Here are the most critical security questions to ask before signing a contract at your new storage facility:

  • Does the facility have managers that live on-site or close enough to provide additional security during off hours?
  • Are there plenty of surveillance cameras on the property, and are they high enough resolution to see pertinent details, like facial features or license plates? Make sure video systems are digital—which typically has higher resolutions and also is more likely to carry archives.
  • How are the storage units actually secured? Clearly, only you should have the keys or code to your storage unit, but check to see what kinds of locks they use. Disk locks are generally considered more secure than padlocks or combination locks. And determine whether individual units are alarmed, or if there’s only a single alarm system (less secure).
  • How safe is the neighborhood? You can check the local crime rate and research with the local police precinct about crimes committed in the area—or at the storage facility.
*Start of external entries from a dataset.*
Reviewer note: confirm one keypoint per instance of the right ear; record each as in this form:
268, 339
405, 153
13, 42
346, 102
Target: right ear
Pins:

Even if the facility itself is a secure as Fort Knox, you may not feel comfortable accessing it if it is in an unsafe neighborhood.

And though security is a priority, mini-storage users should keep fire protection at the location, plus exposure to general flooding and the facility’s evacuation plans top of mind. Since a facility’s contents are subject to the exclusions and limitations of a homeowners policy, customers should seek out a climate-controlled unit to protect against mold. Flood damage would likely not be covered by your policy.

The SSA provides its membership—which comprises most facility owners—guidelines for developing safety procedures. And you’re within your rights to ask about their security and safety features. Managers should be able to tell you how they are equipped against fire and water damage, about their pest control program, and even about their strategies for biological and chemical attacks.

Of course, you’ll want to check to see how your homeowners insurance covers your items in a self-storage facility, or if the storage facility provides additional insurance—and what that covers. Chubb’s Worldwide Appraisal Manager Scott Spencer advises those who intend to store more delicate items, such as classic cars or fine art, find a specialized storage facility that offers state-of-the-art climate control, expertise and added security.